Le médecin : — Mais vous lui parlez alors ?

— Alors en fait, moi je suis assise ou couchée et je l’interroge… même si c’est pas vraiment interroger… c’est une espèce… pas de confession mais… tout à coup je me réveille et je me dis : Bon on arrête le cinéma, tu l’as déjà rabâché et je le rabâche même pas mais je l’ai dans l’esprit, voilà. (Se tourne vers son mari). Parce que toi t’es quelque fois là ? Tu as quelque fois la présence ? C’est pas systématiquement…

Son mari : — Quand tu mets le couvert pour trois, tu penses à qui ?

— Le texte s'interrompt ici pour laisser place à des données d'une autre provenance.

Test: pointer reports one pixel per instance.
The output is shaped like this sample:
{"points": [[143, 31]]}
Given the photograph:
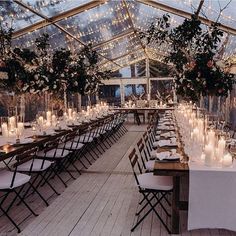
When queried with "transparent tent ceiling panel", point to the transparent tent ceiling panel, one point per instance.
{"points": [[16, 16], [143, 15], [57, 39], [51, 8], [98, 24], [120, 47], [105, 22]]}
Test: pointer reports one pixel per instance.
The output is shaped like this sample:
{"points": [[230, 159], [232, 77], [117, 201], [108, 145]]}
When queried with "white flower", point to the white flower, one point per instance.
{"points": [[25, 87], [45, 89]]}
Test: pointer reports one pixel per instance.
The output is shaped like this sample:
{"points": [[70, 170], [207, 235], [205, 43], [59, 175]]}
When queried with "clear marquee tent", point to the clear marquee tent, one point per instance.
{"points": [[111, 27]]}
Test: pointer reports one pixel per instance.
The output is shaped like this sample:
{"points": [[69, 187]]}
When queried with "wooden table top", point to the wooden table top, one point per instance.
{"points": [[170, 168], [9, 150]]}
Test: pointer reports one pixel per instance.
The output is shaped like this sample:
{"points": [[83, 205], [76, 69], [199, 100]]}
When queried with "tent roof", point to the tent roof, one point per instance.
{"points": [[110, 26]]}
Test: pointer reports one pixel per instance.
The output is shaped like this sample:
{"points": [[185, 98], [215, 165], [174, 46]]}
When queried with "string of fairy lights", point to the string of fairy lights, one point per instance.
{"points": [[100, 24]]}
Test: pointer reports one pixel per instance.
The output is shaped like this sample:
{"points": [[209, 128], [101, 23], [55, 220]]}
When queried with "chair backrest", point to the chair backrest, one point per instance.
{"points": [[52, 144], [25, 156], [136, 167], [142, 152], [141, 103]]}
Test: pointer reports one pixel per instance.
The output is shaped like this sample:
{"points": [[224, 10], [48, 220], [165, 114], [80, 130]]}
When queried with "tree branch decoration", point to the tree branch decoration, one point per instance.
{"points": [[193, 53], [40, 70]]}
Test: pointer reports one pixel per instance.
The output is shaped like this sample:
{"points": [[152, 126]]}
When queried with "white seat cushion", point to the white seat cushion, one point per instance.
{"points": [[6, 178], [60, 153], [150, 165], [153, 154], [150, 181], [71, 146], [38, 165], [155, 144]]}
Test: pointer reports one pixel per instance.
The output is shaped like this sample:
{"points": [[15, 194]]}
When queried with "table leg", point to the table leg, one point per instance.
{"points": [[137, 117], [175, 205]]}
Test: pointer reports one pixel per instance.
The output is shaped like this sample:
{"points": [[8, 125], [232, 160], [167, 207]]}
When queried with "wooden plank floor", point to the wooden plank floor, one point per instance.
{"points": [[102, 201]]}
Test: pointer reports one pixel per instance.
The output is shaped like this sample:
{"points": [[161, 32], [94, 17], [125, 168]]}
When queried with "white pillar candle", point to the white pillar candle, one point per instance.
{"points": [[211, 137], [49, 116], [221, 146], [70, 113], [20, 126], [4, 130], [12, 123], [208, 154], [54, 120], [74, 115], [195, 135], [218, 156], [40, 120], [227, 160]]}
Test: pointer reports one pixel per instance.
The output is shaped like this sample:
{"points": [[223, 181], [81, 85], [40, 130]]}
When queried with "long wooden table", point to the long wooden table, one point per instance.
{"points": [[136, 109], [175, 169], [9, 150]]}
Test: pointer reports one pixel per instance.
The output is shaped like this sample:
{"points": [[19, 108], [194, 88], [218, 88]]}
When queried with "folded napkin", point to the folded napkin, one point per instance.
{"points": [[163, 143], [212, 195], [162, 155]]}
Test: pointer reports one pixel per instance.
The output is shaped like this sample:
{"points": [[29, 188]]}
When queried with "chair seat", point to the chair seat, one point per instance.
{"points": [[38, 165], [150, 165], [153, 154], [155, 144], [54, 153], [150, 181], [6, 179], [83, 139], [71, 145]]}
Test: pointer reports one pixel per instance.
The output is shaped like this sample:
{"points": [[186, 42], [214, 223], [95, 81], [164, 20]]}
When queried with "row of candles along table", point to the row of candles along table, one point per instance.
{"points": [[201, 143], [14, 128], [147, 103]]}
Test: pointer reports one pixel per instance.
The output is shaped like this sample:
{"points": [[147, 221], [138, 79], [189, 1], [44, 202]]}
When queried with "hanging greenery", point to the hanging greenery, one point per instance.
{"points": [[192, 51], [42, 70]]}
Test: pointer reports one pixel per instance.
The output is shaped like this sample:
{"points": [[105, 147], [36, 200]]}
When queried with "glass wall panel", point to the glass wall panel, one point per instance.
{"points": [[110, 94], [137, 91], [162, 90]]}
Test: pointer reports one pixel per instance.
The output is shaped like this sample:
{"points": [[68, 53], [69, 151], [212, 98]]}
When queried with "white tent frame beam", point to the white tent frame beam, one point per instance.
{"points": [[58, 17]]}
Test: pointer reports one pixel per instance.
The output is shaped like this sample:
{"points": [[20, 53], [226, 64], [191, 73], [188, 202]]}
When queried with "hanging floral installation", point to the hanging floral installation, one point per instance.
{"points": [[26, 71], [192, 50]]}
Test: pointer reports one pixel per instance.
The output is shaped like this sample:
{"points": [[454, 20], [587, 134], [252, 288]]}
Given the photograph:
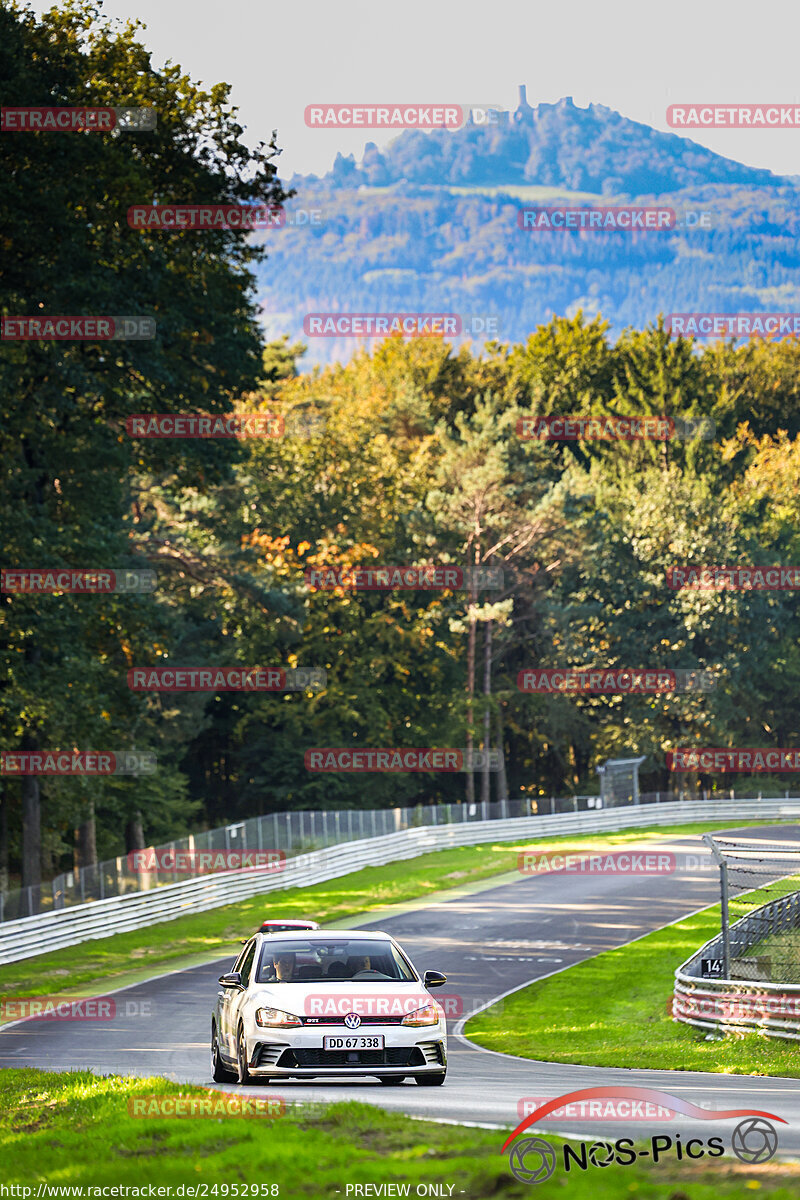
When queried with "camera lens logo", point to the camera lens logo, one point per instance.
{"points": [[753, 1140], [541, 1164], [601, 1153]]}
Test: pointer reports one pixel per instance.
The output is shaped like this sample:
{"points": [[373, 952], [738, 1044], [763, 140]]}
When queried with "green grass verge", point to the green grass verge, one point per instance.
{"points": [[74, 1129], [613, 1011], [126, 958]]}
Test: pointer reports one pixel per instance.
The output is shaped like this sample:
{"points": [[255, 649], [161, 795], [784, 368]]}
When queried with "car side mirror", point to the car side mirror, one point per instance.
{"points": [[433, 978], [232, 979]]}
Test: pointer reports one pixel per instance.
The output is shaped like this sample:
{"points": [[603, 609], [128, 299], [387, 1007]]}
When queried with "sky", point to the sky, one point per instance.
{"points": [[631, 55]]}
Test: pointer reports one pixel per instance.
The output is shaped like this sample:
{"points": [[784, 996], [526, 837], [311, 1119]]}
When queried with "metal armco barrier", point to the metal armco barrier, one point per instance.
{"points": [[101, 918], [727, 1006]]}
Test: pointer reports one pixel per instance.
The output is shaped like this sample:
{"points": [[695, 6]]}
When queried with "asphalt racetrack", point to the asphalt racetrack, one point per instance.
{"points": [[488, 943]]}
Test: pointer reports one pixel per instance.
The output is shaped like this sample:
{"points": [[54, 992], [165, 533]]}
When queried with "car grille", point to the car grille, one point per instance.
{"points": [[433, 1053], [396, 1056], [365, 1020]]}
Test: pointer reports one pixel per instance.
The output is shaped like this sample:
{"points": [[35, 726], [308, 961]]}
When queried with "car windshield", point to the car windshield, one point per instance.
{"points": [[298, 960]]}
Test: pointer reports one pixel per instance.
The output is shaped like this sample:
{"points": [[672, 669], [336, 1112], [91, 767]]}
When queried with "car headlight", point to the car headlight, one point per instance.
{"points": [[275, 1018], [426, 1015]]}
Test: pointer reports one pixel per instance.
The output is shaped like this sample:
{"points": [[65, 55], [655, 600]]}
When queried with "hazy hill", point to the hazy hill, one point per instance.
{"points": [[431, 225]]}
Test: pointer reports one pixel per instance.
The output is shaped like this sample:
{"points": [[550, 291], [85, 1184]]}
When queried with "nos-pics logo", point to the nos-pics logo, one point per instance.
{"points": [[534, 1159]]}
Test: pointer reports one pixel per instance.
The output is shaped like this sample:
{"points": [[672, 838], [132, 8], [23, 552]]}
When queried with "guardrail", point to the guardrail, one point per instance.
{"points": [[290, 833], [729, 1006], [101, 918]]}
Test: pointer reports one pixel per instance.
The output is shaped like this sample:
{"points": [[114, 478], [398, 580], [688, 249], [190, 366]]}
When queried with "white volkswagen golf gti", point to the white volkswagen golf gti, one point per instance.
{"points": [[328, 1005]]}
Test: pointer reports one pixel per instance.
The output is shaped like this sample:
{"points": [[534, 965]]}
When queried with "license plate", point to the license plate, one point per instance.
{"points": [[355, 1042]]}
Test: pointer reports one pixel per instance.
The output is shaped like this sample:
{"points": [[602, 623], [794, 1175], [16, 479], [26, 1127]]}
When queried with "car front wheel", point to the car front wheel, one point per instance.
{"points": [[220, 1073], [242, 1073]]}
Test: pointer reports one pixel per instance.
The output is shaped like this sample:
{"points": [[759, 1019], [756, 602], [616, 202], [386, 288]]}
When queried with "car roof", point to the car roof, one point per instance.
{"points": [[336, 935], [295, 924]]}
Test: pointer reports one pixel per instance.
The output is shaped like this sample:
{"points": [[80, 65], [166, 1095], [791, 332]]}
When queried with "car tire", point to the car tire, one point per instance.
{"points": [[242, 1073], [220, 1073]]}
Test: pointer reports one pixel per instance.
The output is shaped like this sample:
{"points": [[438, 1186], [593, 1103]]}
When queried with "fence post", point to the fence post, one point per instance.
{"points": [[723, 904]]}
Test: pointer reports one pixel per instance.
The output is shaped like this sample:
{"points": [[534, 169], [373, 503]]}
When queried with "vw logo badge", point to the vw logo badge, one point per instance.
{"points": [[541, 1155], [755, 1140]]}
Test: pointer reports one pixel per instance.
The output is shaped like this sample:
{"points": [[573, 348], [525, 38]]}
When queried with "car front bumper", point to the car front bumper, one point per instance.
{"points": [[274, 1053]]}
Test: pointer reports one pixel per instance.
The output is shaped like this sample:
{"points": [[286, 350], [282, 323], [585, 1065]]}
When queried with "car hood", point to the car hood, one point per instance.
{"points": [[332, 999]]}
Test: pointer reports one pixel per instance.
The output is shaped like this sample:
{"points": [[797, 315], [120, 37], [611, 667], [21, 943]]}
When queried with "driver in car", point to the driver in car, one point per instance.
{"points": [[283, 965]]}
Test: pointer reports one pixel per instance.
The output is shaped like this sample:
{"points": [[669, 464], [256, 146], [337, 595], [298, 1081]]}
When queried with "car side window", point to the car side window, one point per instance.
{"points": [[247, 965]]}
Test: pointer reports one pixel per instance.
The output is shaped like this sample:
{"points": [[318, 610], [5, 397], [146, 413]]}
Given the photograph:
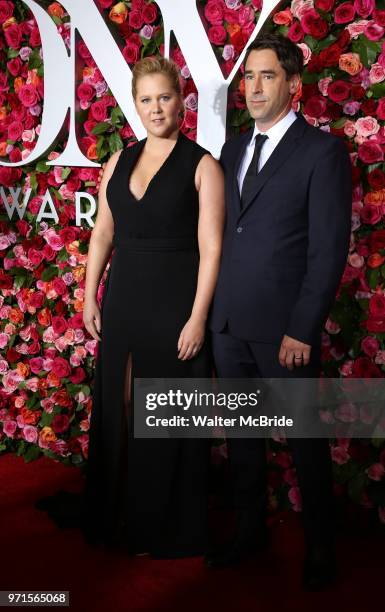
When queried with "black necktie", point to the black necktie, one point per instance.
{"points": [[252, 170]]}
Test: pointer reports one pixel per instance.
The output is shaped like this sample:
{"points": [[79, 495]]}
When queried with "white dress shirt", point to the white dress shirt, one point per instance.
{"points": [[275, 133]]}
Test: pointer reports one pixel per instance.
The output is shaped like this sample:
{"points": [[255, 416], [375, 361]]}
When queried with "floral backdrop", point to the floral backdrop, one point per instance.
{"points": [[47, 357]]}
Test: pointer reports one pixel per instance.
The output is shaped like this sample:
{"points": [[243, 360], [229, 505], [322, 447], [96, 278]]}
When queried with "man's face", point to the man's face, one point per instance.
{"points": [[268, 93]]}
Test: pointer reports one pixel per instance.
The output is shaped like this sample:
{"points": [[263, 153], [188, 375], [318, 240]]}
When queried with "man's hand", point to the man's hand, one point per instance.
{"points": [[293, 353]]}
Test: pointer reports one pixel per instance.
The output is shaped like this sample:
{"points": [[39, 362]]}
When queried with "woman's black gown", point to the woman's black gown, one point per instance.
{"points": [[149, 495]]}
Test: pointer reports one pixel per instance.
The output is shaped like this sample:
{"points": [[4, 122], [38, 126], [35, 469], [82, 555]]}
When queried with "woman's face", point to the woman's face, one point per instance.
{"points": [[158, 104]]}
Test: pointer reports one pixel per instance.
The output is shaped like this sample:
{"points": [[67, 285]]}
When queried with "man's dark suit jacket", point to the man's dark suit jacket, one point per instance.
{"points": [[284, 253]]}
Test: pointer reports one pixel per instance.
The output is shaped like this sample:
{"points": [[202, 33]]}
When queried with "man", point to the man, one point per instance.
{"points": [[288, 200]]}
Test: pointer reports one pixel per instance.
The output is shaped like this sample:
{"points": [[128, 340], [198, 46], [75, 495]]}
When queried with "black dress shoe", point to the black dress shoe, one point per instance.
{"points": [[239, 550], [319, 570]]}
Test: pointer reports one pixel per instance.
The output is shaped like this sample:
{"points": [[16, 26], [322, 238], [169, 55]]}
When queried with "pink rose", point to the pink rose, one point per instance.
{"points": [[217, 35], [30, 434], [149, 13], [370, 346], [28, 95], [214, 12], [15, 130], [99, 111], [135, 19], [364, 7], [13, 35], [344, 13], [131, 53], [283, 17], [61, 367], [376, 73], [373, 31], [367, 126], [376, 471], [370, 152]]}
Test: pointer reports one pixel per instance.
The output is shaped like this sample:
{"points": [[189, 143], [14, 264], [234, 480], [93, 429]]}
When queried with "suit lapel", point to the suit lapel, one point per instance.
{"points": [[281, 153], [244, 141]]}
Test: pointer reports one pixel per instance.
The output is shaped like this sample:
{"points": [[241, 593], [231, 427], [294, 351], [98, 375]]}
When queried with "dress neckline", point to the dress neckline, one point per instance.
{"points": [[135, 161]]}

La patiente : — Ben justement tu me donnes… tu donnes à toi… si tu manges en même temps que moi… mais que je tu me parles matériellement donc bon si tu me parles en même temps que moi… je vais essayer de m’introduire dans ta conversation, c’est pas toujours facile, tu aimes bien intervenir dans ce que je dis…

Le médecin : — Vous avez des sensations de passage ?

— Alors ça pour le coup, c’est une sensation que j’ai souvent. On se ballade et tout à coup, qu’est-ce qu’on voit débouler ? Une chatte avec ses petits. Là aussi c’était une mère qui donnait la main à son petit… qui donnait la main !… je veux dire la patte… c’est idiot mais… »

Autoportrait 2

Commentaire de l’autoportrait réalisé 6 mois plus tard : « Là j’ai les bras qui sont en forme de berceau, comme un berceau que je suis en train de bercer en fait, je berce le bébé, le bébé qui est en train de se faire donc forcément il n’est pas encore fini. J’ai toujours eu peur de ne pas finir les bébés. On dirait un début de bébé comme si j’avais perdu un enfant alors que ce n’est pas vrai. Il n’est pas normal ce bébé, il a une tête d’adulte. Je ne sais pas si je suis responsable de cette malformation, une malformation mentale, je ne pense pas du tout à une déformation physique. Mais on sait qu’il n’est pas normal. Il y en a deux pour un. Le corps il se ferme, il est comme celui de la mère, il est dans le prolongement de celui de la mère, alors qu’on a jamais sorti un bébé de dessous les épaules ! — Vous avez transformé votre bras en bébé. — Voilà… Ah non ! Pas en bébé comme ça… Je l’ai transformé tout seul… C’est d’avoir un bébé moi qui m’intéresse, c’est pas d’avoir un gros bras. Mais quand je porte une charge, j’ai peur de me retrouver avec le bras dix centimètres plus long ».

IRM et TEP : atrophie et hypométabolisme diffus prédominant à droite

Cette patiente présente une impression de présence et des sensations de passage (phénomènes primaires) dans le cadre d’une probable maladie à Corps de Lewy. L’incohérence du récit semble ici étroitement liée à l’instance de discours : le contenu des hallucinations ne peut être séparé de l’instabilité du sujet marquée par les changements incessants de pronoms personnels (Benveniste, 1966 ; Barthes 1985).

Benveniste E (1966). Problème de linguistique générale I & II, Gallimard. Pp 67 et 79.

Barthes R. (1985). « Introduction à l’analyse structurale des récits » in L’aventure sémiologique. Editions du Seuil, p. 167.